Perhaps the snark is a test of how carefully you're paying attention, since Shellac have always existed in the middle zone between Serious Art Rock and serving as the preeminent roastmasters of the genre. The Fall and Cheap Trick were equal influences on Albini and possibly his bandmates, but he also enjoyed playing Lenny Bruce on stage.
To all trains captures the serious/non-serious relationship that Shellac made the most of. It's 28 minutes (shorter and funnier than a Young Sheldon) and sounds wonderful, even when streamed from a phone to Bluetooth around-the-ear headphones with low-level tinnitus (Albini would probably wonder if anyone would listen to any music that way, but hey, he recorded and mastered the disc with a (how it translates perfectly even in the worst listening situations.) Musically, the beats drop, drummer Todd Trainer cuts loose, but especially in a free-paced section of “Wednesday” and a bell on “Days Are Dogs,” and they even find a swinging blues groove on “Scrappers,” a song whose lyrics read like they were written by the kings of junk. Hey, it's fun.
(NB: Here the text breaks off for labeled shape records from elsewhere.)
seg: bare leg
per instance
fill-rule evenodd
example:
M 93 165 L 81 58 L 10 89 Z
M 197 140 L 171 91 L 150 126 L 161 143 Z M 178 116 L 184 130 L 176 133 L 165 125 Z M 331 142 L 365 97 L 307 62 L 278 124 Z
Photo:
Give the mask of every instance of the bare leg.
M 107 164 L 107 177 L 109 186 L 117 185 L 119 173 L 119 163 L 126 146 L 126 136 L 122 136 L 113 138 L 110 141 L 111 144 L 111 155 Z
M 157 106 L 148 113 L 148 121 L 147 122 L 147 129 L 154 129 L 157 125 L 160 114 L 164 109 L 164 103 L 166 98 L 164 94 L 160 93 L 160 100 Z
The only time the irony crosses the line is in the final song, “I Don't Fear Hell,” in which Albini grits his teeth while singing the lines, “I'll jump into my grave like a lover's arms.” and “If there's a heaven, I hope they're having fun/'Cause if there's a hell, I'll know it All.” The music ebbs and flows and crashes into it like a great sonic storm, but hearing Albini sing those words (and “If I can't take it with me, I'll have it all now” on “Days are Dogs”) a little after his death she feels cruel.
However, if anyone disliked sentimentality (as this and every Shellac song proves) it was Albini. By this measure, To all trains It may not be Shellac's defining statement (sadly, that was every time they played live), but with its growling lyrics and clean sound, the record certainly lives up to the albino ideal.